One approach that can be used to reduce this complexity is to predict if the next token has an effect on the prediction of the preference label. If the token is unlikely to affect the preference prediction, then some example implementations can decode and sample with the prior probability predicted from (11), without need to apply inference of the preference model component (12). Stated differently, if the token is unlikely to affect the preference prediction, then the model can simply use the base probabilities 120, and not compute the conditional reward probabilities 112. One example approach that can measure such an effect is lookahead prediction of the variance on the model-generated prediction of the label z over the conditional distribution of yt conditioned on the prompt and its prefix.

FIG. 6 provides an illustration of one example lookahead approach. Specifically, FIG. 6 illustrates a lookahead prediction of the variance of the preference predictions over the next token yt. An additional lookahead prediction layer 602 is added to the model to predict the second moment 604 of its predictions for a given prompt x and prefix sequence y:t-1. This predicted second moment 604 performs expectation over the choices of yt. For example, the predicted second moment 604 can take the form E[p(z|x, y:t-1)2].

The predicted second moment 604 can then be combined together with the mean of the predictions over yt, available from the preference prediction up to the previous token (e.g., the conditional reward probabilities 124 from t−1), to generate the variance 603 on model preference predictions with the t-th token. For example, the variance 603 can take the form Var(p(z|x, y:t-1)).

At inference time, a low variance 603 indicates no need to produce preference and posterior predictions. That is, when the variance 603 is sufficiently low (e.g., below a threshold value) then the model can skip generating the conditional reward probabilities 112 and the posterior probabilities 122. In such cases, the model can instead simply sample directly from the base probabilities 120 (e.g., for decoding and/or for use in evaluation of the distillation loss function for distilling to the posterior prediction layer or model). On the other hand, a high variance can result in inference of the full posterior model.

Thus, as shown in FIG. 6, the lookahead prediction layer 602 can be added to the model (e.g., and can be separated from the rest of the model by a Stop Gradient). This lookahead prediction layer 602 predicts the second moment 604 of either the predicted probability of z=1 or of its logit for the actual sampled value of the token yt, averaged over all trained on samples of yt conditioned on the prompt/prefix context x, y:t-1. With the prediction of z=1 from the previous token, which gives the expected probability of a preferred sequence z=1 over the selections of yt, the variance of the predicted probability of z=1 can be computed. If the expected logit is desired, example implementations can match it, similarly to matching the second moment, as the expectation for the previous token will be implicitly done in the probability domain by the model.
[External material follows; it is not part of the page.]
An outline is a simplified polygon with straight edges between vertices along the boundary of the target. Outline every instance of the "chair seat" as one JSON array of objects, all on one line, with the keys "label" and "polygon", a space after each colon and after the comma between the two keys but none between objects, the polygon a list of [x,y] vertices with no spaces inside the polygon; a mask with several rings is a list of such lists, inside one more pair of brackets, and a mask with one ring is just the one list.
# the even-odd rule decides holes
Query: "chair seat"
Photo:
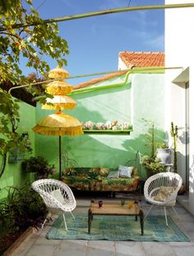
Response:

At inference decoding, in addition to predicting the base probabilities 120 (prior/marginal) of the next token, some example implementations can infer a single prediction of the variance 603 of the preference label prediction. If this variance 603 is large (e.g., higher than some threshold), some example implementations can perform inference of the preference model (12) for all required token values (either all M, top-K, or above some marginal threshold), and sample with the posterior 122. Otherwise, example implementations can sample with the prior base token distribution 120, avoiding the preference inference.

The lookahead prediction layer 602 can be trained using a loss function 606. For example, the loss function 606 can be an L2 loss function. The loss function 606 can compare the predicted second moment 604 with an input comprising a square of an updated probability 607. For example, the updated probability 607 can take the form p(z|x, y:t-1, yt=v). The block v=yt leading to 607 is a selector (one-of) from the vector of M probabilities in 112.

Example Discussion of Robustness and Uncertainty of the Reward Model

Posterior preference optimization can be applied in huge scale when the vocabulary size M can be very large. Some token values may rarely be seen in sequences that are sampled for fine-tuning the model. This can lead to preference predictions that are based on very few data samples, and thus can be very uncertain. The predicted posteriors are computed in (11)-(14) as a function of these preference predictions. For logistic regression, if one assumes that a logit prediction is normally distributed with some variance, the expected Bayesian predicted probability can be approximated by the Sigmoid of the logit mean, shrunk as a function of the variance,

p ≈ Sigmoid ⁢ ( m 1 + ? ? σ 2 ) ( 30 ) ? indicates text missing or illegible when filed

where m is the logit mean, σ2 is the logit variance, and Sigmoid(·) is the Sigmoid function. Equation (30) shrinks the magnitude of the logit score towards 0, regularizing extreme probabilities if the variance of the logit score is large. To moderate effects of extreme preference label predictions based on very little data, some example implementations can apply a similar approach. For example, some example implementations can estimate the variance of the preference prediction, and regularize the preference prediction as a function of this estimate.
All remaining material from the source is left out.